Decisão impugnada 1.1.1. J. P.

, residente na Rua ..., n.º …, freguesia de ... e ..., em Ponte de Lima (aqui Recorrente), propôs a presente acção declarativa, sob a forma de processo comum, contra A. C.

, residente na Rua …, Edifício …, …, em Viana do Castelo, M. J.

, residente em Rue …, em França, M. O.

, residente em Avenue …, em França, e A. P.

, residente em …, em França (aqui Recorridos), pedindo que · se declarasse que o prédio rústico denominado «Leira de cultivo», sito em Lugar da …, freguesia de ... e ..., concelho de Ponte de Lima (que melhor identificou) se encontra materialmente dividido, por usucapião, em cinco parcelas distintas e autónomas, designadas em croquis que juntou como «A», «B», «C», «D» e «E» (que melhor identificou); · se declarasse que ele próprio é dono e legítimo possuidor de uma dessas cinco parcelas distintas e autónomas (do dito prédio), no caso a identificada com a letra «A» (no croquis que juntou); · e se condenasse os Réus a reconhecerem, quer a divisão, por usucapião, do dito prédio nas cinco parcelas distintas e autónomas (que identificou), quer que lhe pertence, como dono e legítimo possuidor, a parcela identificada com a letra «A».
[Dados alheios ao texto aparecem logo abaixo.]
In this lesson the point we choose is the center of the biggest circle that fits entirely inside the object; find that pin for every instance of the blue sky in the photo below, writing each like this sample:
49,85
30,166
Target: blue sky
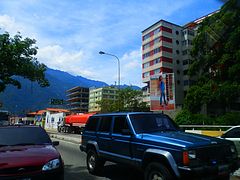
70,33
Alegou para o efeito, em síntese, que o prédio rústico «Leira de cultivo», com a área de 14.689 m2, se encontra desde o ano de 1980 dividido e materialmente demarcado em cinco partes ou parcelas distintas (identificadas pelas letras «A», «B», «C», «D» e «E» no dito croquis), correspondentes a outras cinco leiras de cultivo, por cada uma delas ter sido doada verbalmente pelo casal então respectivo proprietário (M. P. e mulher, C. A.) a cada um dos seus cinco filhos (aqui Autor e Réus, irmãos entre si).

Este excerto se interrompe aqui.